Rajoy tenía dos opciones. La primera consistía en pasar el trámite estirando su estrategia de campaña: concretar solo las buenas noticias mientras va amortizando las malas con un profuso inventario de calamidades inminentes. La segunda pasaba por poner sobre la mesa su programa de gobierno, la parte grata y la ingrata. Eligió la mejor alternativa para el candidato. El tiempo dirá si la óptima para el momento. Tras su intervención, todo sonaba a buenas noticias. Al parecer, el mismo país que hace 15 días deambulaba al borde del rescate puede hoy actualizar las pensiones o tomarse tres meses para ver dónde ajusta 15.000 millones de euros. O antes no estábamos tan mal, o ahora no estamos tan bien. Ambas cosas no pueden ser ciertas.

Rajoy se apuntó aciertos tan notorios como el tono adecuadamente presidencial de su intervención, o no regodearse en la contabilidad de la herencia recibida. Pero también cometió errores impropios de un maestro en ejercicios de oposición. El texto resultó algo caótico en su estructura y desequilibrado en la distribución de tiempos, con olvidos extraños como la gestión del fin de ETA o las relaciones con el norte de África. Además, dejó sin contestar las preguntas que él mismo había destacado.

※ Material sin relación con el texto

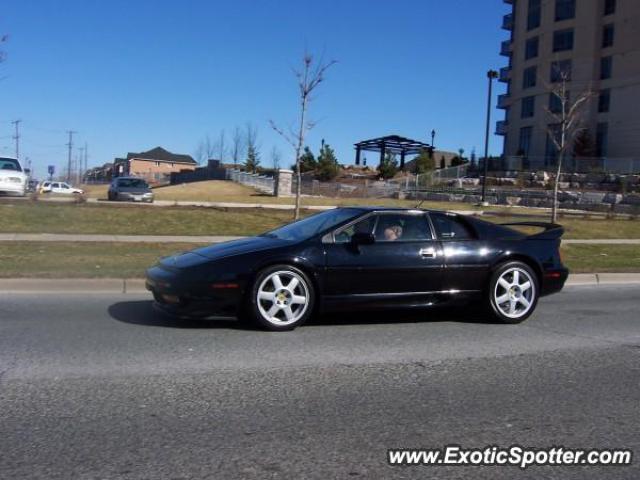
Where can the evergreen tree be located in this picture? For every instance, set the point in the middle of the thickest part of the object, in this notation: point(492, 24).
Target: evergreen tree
point(389, 166)
point(327, 166)
point(308, 161)
point(424, 162)
point(253, 159)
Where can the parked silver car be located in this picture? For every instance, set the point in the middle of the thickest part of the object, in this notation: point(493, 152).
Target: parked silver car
point(130, 189)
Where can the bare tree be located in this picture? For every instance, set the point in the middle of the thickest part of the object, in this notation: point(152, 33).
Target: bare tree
point(276, 157)
point(205, 150)
point(311, 75)
point(237, 146)
point(567, 126)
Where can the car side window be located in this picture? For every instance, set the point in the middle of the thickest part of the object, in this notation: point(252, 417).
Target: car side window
point(363, 226)
point(449, 227)
point(398, 227)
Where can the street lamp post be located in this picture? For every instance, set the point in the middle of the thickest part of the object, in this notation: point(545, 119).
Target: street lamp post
point(491, 75)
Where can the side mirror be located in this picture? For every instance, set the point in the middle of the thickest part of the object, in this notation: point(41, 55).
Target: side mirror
point(362, 238)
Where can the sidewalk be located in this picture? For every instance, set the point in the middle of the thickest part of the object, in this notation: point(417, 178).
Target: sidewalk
point(72, 237)
point(136, 285)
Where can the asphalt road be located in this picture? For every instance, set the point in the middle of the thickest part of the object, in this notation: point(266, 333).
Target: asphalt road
point(99, 386)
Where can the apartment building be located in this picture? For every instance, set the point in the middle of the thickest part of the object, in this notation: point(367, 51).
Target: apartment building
point(596, 43)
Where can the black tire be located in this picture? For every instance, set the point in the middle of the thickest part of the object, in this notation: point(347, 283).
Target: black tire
point(517, 294)
point(257, 310)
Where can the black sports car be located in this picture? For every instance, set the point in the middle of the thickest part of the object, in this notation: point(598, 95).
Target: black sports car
point(364, 258)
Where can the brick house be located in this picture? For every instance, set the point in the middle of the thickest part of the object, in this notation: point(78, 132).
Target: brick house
point(155, 165)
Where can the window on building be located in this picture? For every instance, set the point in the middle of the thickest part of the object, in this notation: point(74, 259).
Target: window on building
point(602, 139)
point(529, 77)
point(555, 103)
point(531, 48)
point(609, 7)
point(528, 107)
point(606, 67)
point(551, 150)
point(563, 40)
point(534, 14)
point(604, 100)
point(560, 71)
point(524, 143)
point(607, 35)
point(565, 9)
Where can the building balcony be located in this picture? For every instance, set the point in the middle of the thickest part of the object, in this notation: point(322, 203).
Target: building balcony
point(505, 48)
point(507, 22)
point(501, 127)
point(503, 100)
point(505, 74)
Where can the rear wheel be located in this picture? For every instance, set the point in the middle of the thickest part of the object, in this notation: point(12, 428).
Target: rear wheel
point(282, 298)
point(513, 292)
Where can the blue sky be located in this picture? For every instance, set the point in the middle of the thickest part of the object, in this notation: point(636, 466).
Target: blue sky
point(131, 75)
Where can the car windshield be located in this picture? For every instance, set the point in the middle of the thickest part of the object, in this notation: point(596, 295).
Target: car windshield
point(310, 226)
point(10, 164)
point(132, 183)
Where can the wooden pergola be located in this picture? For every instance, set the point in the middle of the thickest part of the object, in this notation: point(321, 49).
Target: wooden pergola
point(392, 143)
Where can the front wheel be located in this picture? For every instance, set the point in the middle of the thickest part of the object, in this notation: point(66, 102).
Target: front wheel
point(282, 298)
point(513, 292)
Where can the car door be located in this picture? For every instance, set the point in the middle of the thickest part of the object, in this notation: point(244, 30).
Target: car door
point(405, 262)
point(466, 259)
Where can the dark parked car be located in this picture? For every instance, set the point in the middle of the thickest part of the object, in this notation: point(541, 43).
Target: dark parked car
point(364, 258)
point(132, 189)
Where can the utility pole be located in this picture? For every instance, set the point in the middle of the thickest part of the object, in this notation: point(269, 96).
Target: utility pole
point(16, 137)
point(70, 145)
point(86, 157)
point(491, 75)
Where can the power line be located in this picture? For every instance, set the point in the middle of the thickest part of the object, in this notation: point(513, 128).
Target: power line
point(16, 137)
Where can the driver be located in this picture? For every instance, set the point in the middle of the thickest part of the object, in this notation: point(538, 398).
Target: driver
point(392, 233)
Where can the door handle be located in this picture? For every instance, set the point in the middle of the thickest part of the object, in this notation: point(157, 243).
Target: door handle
point(428, 252)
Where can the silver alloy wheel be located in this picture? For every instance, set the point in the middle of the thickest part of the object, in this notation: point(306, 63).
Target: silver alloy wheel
point(514, 293)
point(283, 298)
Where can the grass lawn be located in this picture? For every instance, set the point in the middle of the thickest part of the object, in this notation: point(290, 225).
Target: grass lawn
point(130, 260)
point(123, 219)
point(231, 192)
point(46, 217)
point(82, 259)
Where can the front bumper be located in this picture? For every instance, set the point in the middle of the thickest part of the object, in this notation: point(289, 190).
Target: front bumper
point(13, 189)
point(186, 301)
point(132, 197)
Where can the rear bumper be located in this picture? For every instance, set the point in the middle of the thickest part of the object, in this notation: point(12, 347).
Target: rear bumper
point(553, 280)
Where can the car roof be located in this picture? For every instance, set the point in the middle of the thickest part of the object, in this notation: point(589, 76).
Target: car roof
point(395, 209)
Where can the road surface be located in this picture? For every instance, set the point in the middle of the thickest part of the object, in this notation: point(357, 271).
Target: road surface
point(99, 386)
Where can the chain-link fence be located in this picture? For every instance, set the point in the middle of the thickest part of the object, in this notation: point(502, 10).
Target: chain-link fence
point(262, 183)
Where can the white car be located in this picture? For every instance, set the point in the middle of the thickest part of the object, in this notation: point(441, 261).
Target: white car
point(59, 187)
point(13, 179)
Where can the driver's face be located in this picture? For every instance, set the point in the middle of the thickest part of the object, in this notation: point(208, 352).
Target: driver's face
point(392, 233)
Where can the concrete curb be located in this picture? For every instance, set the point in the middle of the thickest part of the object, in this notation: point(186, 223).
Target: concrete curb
point(136, 285)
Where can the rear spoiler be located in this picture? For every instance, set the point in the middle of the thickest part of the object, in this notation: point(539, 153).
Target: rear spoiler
point(551, 231)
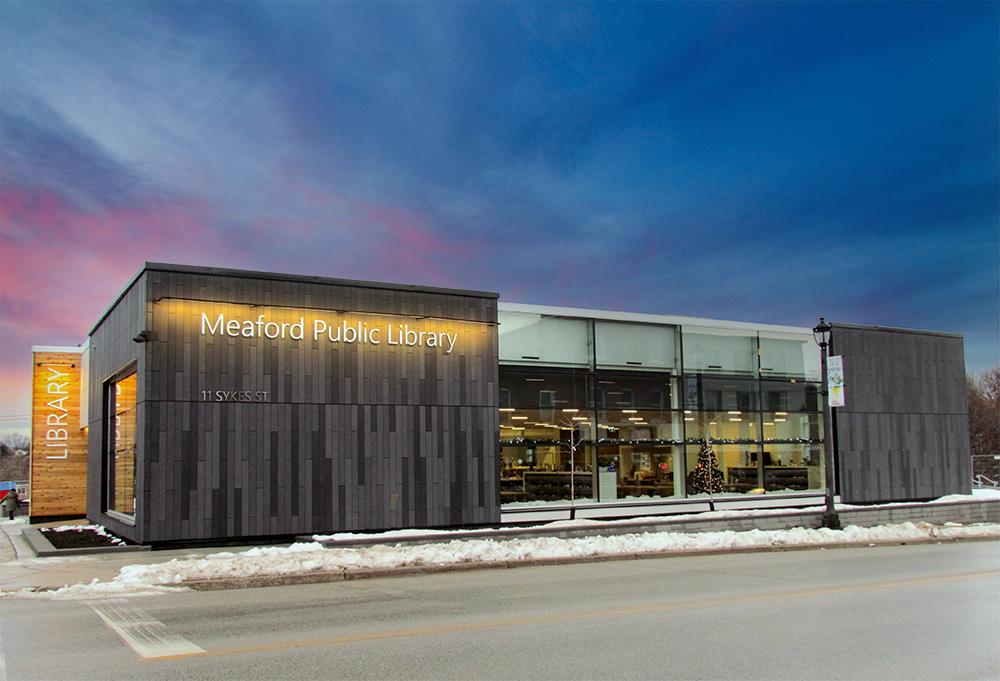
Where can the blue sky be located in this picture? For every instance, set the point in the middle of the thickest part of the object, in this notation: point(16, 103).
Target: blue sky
point(751, 161)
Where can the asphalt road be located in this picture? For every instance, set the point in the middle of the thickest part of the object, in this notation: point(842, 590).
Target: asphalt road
point(906, 612)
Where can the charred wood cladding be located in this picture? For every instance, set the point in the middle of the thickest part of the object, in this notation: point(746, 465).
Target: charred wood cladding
point(276, 405)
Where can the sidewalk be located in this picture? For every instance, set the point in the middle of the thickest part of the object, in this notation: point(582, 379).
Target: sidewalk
point(20, 569)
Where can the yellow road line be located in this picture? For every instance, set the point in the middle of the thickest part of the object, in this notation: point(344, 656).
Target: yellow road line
point(569, 616)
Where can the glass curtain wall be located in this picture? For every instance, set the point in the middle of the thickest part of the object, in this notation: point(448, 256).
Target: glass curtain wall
point(121, 396)
point(546, 438)
point(595, 410)
point(641, 436)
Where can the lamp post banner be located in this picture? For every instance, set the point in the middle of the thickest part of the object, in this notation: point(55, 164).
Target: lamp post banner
point(835, 380)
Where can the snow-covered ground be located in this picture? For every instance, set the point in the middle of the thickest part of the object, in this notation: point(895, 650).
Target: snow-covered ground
point(306, 557)
point(136, 580)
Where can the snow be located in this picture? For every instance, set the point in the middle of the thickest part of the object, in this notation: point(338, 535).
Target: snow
point(307, 557)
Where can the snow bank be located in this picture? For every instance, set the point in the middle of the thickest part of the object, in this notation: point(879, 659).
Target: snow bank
point(312, 557)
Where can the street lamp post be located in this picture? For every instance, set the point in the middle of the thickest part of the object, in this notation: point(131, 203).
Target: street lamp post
point(821, 332)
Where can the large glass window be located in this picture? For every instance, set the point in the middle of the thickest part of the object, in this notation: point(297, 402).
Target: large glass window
point(713, 393)
point(546, 435)
point(533, 338)
point(789, 355)
point(625, 345)
point(713, 350)
point(121, 452)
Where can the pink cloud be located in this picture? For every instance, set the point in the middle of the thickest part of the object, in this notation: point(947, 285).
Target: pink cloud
point(60, 265)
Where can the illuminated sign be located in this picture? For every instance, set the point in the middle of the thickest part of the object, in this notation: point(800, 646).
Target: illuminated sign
point(58, 444)
point(344, 331)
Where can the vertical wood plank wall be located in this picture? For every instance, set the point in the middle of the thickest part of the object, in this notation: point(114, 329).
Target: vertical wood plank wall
point(58, 474)
point(904, 434)
point(350, 436)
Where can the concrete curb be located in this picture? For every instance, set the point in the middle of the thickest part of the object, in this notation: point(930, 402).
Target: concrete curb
point(936, 513)
point(43, 548)
point(346, 574)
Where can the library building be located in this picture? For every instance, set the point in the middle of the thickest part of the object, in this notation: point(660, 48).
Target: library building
point(216, 404)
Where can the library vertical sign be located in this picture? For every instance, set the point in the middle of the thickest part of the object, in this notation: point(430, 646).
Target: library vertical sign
point(58, 442)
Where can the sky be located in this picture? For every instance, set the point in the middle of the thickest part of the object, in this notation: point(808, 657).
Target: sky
point(746, 161)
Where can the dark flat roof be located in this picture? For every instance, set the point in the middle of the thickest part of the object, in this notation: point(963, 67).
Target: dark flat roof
point(894, 329)
point(251, 274)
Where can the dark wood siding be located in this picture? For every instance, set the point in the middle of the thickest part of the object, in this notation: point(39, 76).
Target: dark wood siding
point(904, 433)
point(350, 437)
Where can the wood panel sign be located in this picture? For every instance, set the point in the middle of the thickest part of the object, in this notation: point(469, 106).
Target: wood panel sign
point(58, 443)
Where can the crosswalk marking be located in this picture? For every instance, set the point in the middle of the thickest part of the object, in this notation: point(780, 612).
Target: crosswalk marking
point(148, 637)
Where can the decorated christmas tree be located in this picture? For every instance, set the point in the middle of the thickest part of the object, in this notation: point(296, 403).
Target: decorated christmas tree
point(706, 477)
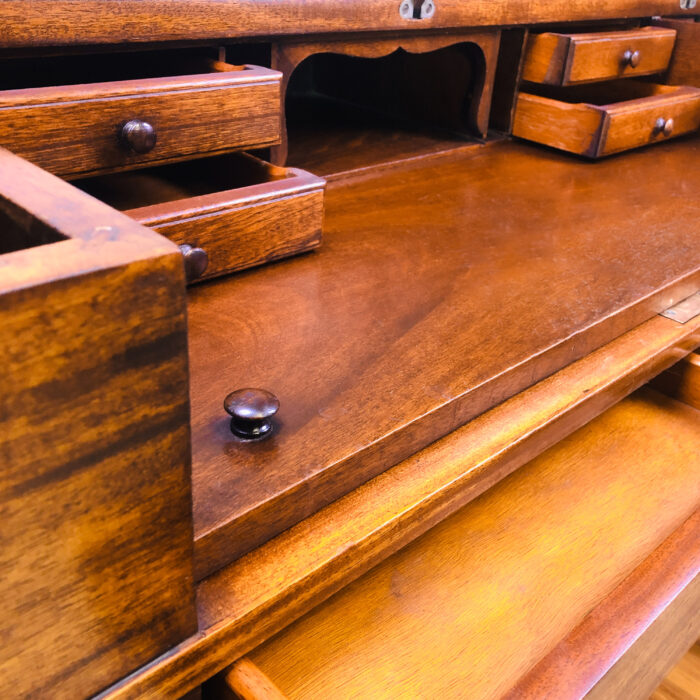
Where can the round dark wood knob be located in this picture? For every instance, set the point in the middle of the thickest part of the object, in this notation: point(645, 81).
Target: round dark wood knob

Empezó prometiendo respuestas para las capitales cuestiones del crecimiento eco-nómico y la posición de España en un mundo en cambio, pero acabó hablando de las autonomías y sus televisiones, o despachando la política exterior en una nota a pie de página.

Rubalcaba acreditó que pasar a la oposición rejuvenece y desatasca. Le formuló las preguntas que muchos quieren plantear al candidato, pero que este no deja. Su mayor acierto residió también en ese tono sobrio y correcto que debió haberse recuperado mucho antes para nuestra vida pública. Efectuó la reivindicación de la herencia de Zapatero que seguramente debió enarbolar durante la campaña. Llega algo tarde. Tanto como el reconocimiento del aspirante a la presidencia.